Este projeto interdisciplinar, financiado pelo Economic and Social Research Council visa compreender o significado de “fresco” ou “frescura” como atributos-chave para a produção e consumo de alimentos no Reino Unido e em Portugal, focando em três sectores: pescado, aves de capoeira, e frutas & legumes. O principal objetivo é contribuir para o avanço conceptual dos termos “frescura”/“fresco” entendidos como qualidades importantes na produção e comercialização de alimentos, explorando os seus significados entre vendedores e consumidores, incluindo as implicações que têm para a sustentabilidade ecológica, a saúde pública, a segurança e higiene alimentar, e a redução do desperdício.

Em colaboração estreita com vários parceiros comerciais, tanto em Portugal como no Reino Unido, o projeto centra-se nos processos de pós-colheita, distribuição, venda e consumo de alimentos, incluindo os aspetos técnicos e materiais, bem como as competências (perceções sensoriais, conhecimento tácito) que os diferentes atores usam para avaliar e classificar os alimentos como “frescos” ao longo da cadeia de valor. Entre os consumidores, analisamos os significados de frescura nos processos de compra, armazenamento, preparação, cozinha, ingestão e no descartar dos alimentos (“deitar fora”). Analisamos também de que forma os significados de “fresco”/ “frescura” são combinados, substituídos ou postos à prova por outras qualidades alimentares (e.g. sabor, preço, origem de produção); e, finalmente, como esses significados são interpretados através de diferentes tipos de conhecimento.

Os resultados do projeto interessarão investigadores nestas áreas, empresas do sector agroalimentar, entidades governamentais e instituições de solidariedade social (IPSS), bem como organizações não-governamentais (ONGs).

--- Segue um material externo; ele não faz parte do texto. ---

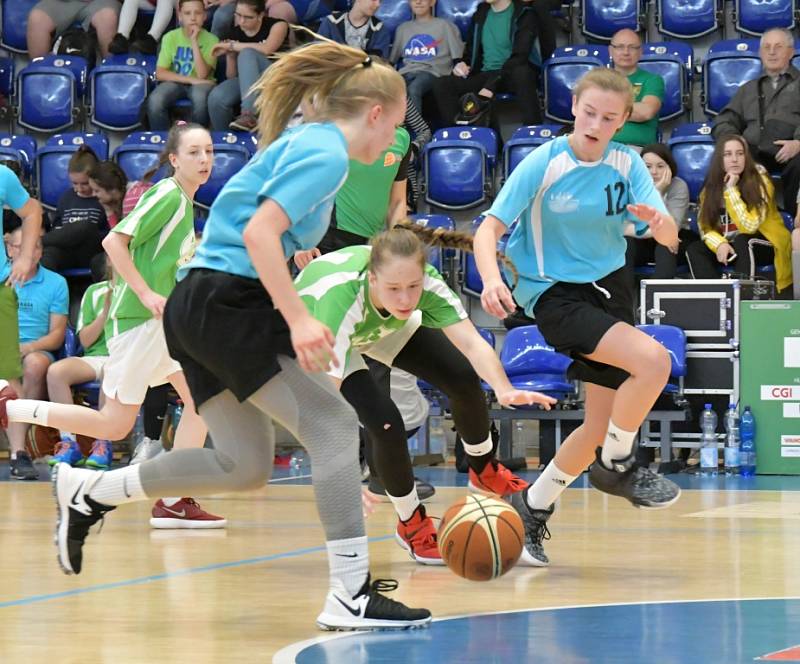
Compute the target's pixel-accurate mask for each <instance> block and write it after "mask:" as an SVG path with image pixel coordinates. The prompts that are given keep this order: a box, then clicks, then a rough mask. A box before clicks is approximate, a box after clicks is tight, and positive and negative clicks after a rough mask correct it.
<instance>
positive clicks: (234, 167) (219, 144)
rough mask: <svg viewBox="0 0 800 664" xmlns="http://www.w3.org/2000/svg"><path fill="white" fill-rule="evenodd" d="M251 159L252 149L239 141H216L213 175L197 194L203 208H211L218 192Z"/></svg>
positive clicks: (202, 186)
mask: <svg viewBox="0 0 800 664" xmlns="http://www.w3.org/2000/svg"><path fill="white" fill-rule="evenodd" d="M248 161H250V151H249V150H248V149H247V148H246V147H244V146H243V145H239V144H238V143H214V166H213V168H212V169H211V177H210V178H209V179H208V182H206V183H205V184H204V185H203V186H202V187H200V189H198V190H197V194H196V195H195V202H196V203H197V205H198V206H200V207H201V208H206V209H208V208H210V207H211V204H212V203H213V202H214V199H215V198H216V197H217V194H219V192H220V191H221V190H222V187H224V186H225V183H227V182H228V180H230V179H231V178H232V177H233V176H234V175H236V173H238V172H239V171H240V170H242V168H244V167H245V166H246V165H247V162H248Z"/></svg>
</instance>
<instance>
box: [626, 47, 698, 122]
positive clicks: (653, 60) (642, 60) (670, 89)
mask: <svg viewBox="0 0 800 664" xmlns="http://www.w3.org/2000/svg"><path fill="white" fill-rule="evenodd" d="M639 67H640V68H641V69H644V70H645V71H649V72H650V73H652V74H658V75H659V76H661V78H662V79H664V103H663V104H662V105H661V110H660V111H659V114H658V117H659V120H671V119H672V118H677V117H679V116H681V115H683V114H688V113H690V111H691V93H692V70H693V68H694V53H693V52H692V47H691V46H689V45H688V44H684V43H683V42H661V43H655V44H643V45H642V57H641V59H640V60H639Z"/></svg>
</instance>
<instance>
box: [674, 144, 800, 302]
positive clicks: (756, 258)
mask: <svg viewBox="0 0 800 664" xmlns="http://www.w3.org/2000/svg"><path fill="white" fill-rule="evenodd" d="M698 222H699V226H700V232H701V235H702V240H701V241H699V242H695V243H693V244H691V245H689V247H688V248H687V250H686V255H687V262H688V263H689V269H690V271H691V273H692V276H693V277H694V278H695V279H716V278H718V277H719V274H720V268H721V267H722V266H726V265H730V266H731V267H733V270H734V272H738V273H741V274H744V275H749V274H750V270H751V264H752V262H753V261H755V263H756V264H757V265H769V264H770V263H772V264H774V265H775V280H776V282H777V288H778V292H780V291H783V290H784V289H789V288H791V286H792V258H791V253H792V248H791V236H790V235H789V231H788V230H787V229H786V226H785V225H784V223H783V218H782V217H781V214H780V212H778V206H777V204H776V202H775V188H774V186H773V185H772V181H771V180H770V177H769V173H767V171H766V169H764V167H763V166H761V165H760V164H758V163H756V161H755V160H754V159H753V157H752V156H751V154H750V150H749V149H748V147H747V142H746V141H745V140H744V139H743V138H742V137H741V136H733V135H731V136H726V137H723V138H721V139H720V140H719V141H718V142H717V147H716V150H714V155H713V157H712V158H711V165H710V166H709V169H708V175H707V176H706V182H705V185H704V186H703V190H702V191H701V192H700V213H699V215H698Z"/></svg>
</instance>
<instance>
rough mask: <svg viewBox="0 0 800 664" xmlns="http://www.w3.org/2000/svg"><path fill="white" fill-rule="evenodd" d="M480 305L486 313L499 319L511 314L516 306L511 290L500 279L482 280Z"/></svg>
mask: <svg viewBox="0 0 800 664" xmlns="http://www.w3.org/2000/svg"><path fill="white" fill-rule="evenodd" d="M481 305H482V306H483V310H484V311H485V312H486V313H487V314H489V315H490V316H496V317H497V318H500V319H503V318H505V317H506V316H508V315H509V314H513V313H514V311H515V310H516V308H517V305H516V303H515V302H514V298H513V297H512V295H511V291H510V290H508V286H506V285H505V284H504V283H503V280H502V279H497V280H492V281H485V282H484V284H483V292H482V293H481Z"/></svg>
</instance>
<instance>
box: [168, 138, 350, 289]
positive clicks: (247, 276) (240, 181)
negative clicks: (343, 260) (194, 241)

Funded by the ESRC, this interdisciplinary project seeks to understand the significance of ‘freshness’ as a key attribute of food production and consumption in two different national contexts (the UK and Portugal) and for three different commodity sectors (fish, poultry, and fruit and vegetables). Our aim is to advance the understanding of ‘freshness’ as a key quality in the production and marketing of food, exploring its significance for retailers and consumers, including its implications for environmental sustainability, public health, food safety and waste reduction. 

Working closely with a range of commercial partners, the project focuses on the post-harvest processing, retailing and consumption of food including the materials (technologies, devices and infrastructures) and competencies (skills, senses, tacit knowledge) that different actors use to assess and categorise food as ‘fresh’. Among consumers, we will examine the enactment of freshness in practices of food shopping, storage, cooking, eating and disposal; how meanings of freshness are combined and/or traded-off with other qualities of food (such as taste, price or provenance); and how they are understood through different forms of knowledge. 

Our findings will be of interest to food researchers, food businesses, government officials and food-related charities and NGOs.